You've made a commitment to yourself and your future. Be a responsible borrower, because loan default has serious consequences:
- Your entire loan balance (principal and interest) will be due in full immediately.
- Your college records may be placed on hold.
- You'll lose your student loan deferment options.
- You won't be eligible for additional federal student aid.
- Your account may be turned over to a collection agency and you'll have to pay additional charges, late fees and collection costs, all of which becomes part of your debt.
- Your credit rating will be damaged for several years because defaulted loans are reported to national credit bureaus.
- You'll have difficulty qualifying for credit cards, a car loan, a mortgage or renting an apartment. (Credit checks are required even to rent an apartment.)
- Your federal and state income tax refunds can be withheld and applied to student loan debt.
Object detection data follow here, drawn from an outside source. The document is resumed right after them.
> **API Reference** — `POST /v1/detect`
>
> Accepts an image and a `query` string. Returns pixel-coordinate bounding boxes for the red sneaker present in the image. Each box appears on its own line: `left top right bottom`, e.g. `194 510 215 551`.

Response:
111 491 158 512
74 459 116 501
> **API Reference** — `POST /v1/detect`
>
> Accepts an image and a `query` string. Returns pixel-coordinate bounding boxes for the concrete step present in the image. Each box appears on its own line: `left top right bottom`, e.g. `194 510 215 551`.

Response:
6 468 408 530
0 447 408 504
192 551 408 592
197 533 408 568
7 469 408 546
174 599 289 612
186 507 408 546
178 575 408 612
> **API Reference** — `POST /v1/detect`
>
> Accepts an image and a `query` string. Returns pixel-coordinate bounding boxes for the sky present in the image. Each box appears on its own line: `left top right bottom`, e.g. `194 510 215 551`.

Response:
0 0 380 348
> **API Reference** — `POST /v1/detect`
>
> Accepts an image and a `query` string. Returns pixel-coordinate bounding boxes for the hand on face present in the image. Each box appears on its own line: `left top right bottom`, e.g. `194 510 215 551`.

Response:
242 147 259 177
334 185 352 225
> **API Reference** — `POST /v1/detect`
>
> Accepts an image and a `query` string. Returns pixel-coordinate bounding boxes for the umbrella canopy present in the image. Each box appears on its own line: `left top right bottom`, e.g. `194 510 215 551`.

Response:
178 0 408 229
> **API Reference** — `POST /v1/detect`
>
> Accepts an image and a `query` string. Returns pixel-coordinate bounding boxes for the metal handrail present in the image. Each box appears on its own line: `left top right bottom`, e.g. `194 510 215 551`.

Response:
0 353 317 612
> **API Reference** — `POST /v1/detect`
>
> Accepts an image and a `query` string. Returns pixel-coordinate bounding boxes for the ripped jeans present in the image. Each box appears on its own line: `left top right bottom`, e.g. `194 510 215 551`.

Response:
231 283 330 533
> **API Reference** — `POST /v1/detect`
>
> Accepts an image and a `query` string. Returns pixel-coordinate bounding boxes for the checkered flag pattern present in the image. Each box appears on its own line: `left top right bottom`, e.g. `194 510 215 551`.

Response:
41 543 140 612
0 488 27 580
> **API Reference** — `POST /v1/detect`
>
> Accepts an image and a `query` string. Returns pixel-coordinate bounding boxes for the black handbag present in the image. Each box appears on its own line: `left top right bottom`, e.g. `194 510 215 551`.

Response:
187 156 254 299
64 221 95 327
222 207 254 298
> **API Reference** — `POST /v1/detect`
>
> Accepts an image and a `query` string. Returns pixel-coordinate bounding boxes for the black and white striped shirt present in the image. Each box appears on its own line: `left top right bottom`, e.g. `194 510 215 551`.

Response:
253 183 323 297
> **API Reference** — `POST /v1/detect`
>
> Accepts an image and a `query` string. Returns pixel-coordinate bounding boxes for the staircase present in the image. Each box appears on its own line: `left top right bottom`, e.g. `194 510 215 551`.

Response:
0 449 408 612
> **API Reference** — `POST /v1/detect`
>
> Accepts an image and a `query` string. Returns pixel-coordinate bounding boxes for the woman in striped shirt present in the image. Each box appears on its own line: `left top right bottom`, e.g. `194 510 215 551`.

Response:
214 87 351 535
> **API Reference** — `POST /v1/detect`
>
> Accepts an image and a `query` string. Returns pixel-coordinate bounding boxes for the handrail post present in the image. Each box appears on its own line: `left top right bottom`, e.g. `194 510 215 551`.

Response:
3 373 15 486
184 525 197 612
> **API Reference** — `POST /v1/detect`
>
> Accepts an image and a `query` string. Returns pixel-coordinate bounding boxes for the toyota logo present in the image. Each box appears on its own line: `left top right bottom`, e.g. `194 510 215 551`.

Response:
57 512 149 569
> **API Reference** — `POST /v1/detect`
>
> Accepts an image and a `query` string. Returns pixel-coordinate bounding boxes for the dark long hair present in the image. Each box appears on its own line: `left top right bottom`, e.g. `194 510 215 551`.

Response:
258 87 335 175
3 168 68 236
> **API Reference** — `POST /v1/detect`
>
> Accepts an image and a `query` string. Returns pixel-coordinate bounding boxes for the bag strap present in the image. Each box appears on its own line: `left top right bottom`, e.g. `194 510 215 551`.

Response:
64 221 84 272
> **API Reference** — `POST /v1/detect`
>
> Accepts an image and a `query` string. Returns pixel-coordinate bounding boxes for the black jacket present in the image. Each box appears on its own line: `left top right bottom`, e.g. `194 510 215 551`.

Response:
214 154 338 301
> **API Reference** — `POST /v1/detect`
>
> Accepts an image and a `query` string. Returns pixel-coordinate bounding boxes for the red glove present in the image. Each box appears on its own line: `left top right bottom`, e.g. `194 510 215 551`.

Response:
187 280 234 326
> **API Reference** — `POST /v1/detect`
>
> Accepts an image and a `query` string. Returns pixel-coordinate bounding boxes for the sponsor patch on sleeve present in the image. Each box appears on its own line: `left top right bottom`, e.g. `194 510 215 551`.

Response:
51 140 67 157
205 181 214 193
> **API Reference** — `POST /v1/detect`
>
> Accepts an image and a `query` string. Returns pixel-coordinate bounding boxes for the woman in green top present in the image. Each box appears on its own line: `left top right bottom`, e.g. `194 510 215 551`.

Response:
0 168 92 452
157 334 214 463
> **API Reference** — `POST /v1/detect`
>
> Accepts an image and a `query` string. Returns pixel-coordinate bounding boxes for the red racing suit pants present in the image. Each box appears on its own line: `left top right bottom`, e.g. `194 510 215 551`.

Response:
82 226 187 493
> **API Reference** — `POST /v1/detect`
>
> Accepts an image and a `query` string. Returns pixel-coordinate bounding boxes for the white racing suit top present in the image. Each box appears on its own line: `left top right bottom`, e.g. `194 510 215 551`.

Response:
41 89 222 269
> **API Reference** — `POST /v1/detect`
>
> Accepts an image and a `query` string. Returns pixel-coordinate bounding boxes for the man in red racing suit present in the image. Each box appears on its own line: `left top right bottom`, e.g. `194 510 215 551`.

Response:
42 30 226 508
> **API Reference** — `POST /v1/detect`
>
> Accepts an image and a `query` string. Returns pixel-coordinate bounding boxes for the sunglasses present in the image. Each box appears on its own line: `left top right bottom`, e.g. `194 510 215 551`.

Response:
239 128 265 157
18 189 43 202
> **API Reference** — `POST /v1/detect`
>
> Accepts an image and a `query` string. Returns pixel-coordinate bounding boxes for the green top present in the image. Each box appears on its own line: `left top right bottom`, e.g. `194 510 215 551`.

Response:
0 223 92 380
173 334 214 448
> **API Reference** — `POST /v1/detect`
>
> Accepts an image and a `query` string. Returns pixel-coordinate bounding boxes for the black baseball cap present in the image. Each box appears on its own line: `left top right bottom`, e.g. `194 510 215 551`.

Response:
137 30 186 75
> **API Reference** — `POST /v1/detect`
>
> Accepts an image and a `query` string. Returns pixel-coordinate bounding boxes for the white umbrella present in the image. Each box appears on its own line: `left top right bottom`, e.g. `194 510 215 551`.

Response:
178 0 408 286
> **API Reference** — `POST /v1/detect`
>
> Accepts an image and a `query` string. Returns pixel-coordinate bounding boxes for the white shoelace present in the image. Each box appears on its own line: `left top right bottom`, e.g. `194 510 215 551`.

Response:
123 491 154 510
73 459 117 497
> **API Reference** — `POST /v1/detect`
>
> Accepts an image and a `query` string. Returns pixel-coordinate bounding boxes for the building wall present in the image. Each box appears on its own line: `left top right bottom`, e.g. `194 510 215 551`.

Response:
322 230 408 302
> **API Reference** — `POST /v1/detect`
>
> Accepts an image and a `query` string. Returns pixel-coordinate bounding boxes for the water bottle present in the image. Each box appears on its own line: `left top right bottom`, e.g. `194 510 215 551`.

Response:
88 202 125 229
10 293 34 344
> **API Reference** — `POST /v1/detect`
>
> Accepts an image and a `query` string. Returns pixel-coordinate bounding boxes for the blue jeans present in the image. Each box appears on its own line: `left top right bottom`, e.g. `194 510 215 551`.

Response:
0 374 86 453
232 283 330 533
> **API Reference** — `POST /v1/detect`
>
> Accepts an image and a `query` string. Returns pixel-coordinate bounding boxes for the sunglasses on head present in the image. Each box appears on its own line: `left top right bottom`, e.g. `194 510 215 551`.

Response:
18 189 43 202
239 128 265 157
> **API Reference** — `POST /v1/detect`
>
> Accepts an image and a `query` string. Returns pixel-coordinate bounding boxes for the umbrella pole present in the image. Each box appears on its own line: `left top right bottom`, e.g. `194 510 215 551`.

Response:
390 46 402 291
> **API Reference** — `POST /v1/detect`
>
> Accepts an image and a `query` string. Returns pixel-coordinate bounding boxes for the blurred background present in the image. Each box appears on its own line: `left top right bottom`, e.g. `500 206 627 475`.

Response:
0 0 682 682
This is called a tax offset.
- You may have a portion of your wages garnished (withheld).
- You may not be able to obtain a professional license or get hired by any employer that performs credit checks on its prospective employees.
Additional help and information
Studentloans.gov provides a beginning point for questions you have regarding Direct Loans.
Students and borrowers may call for assistance to fill out electronic prom notes, appeal a denied credit decision and get help with the endorser application sometimes required for the parent or Grad PLUS loans. Contact a Direct Loan applicant services representative at 800-557-7394.
"Your Federal Loans: Learn the Basics and Manage Your Debt" is a booklet that covers what you should consider when you're planning on borrowing money to pay for your education; such as, what types of federal student loans are available, how much to borrow, the difference between private and federal student loans, and other helpful hints on how to manage your debt.
The above information is from "Your Federal Loans: Learn the Basics and Manage Your Debt" published by the Department of Education.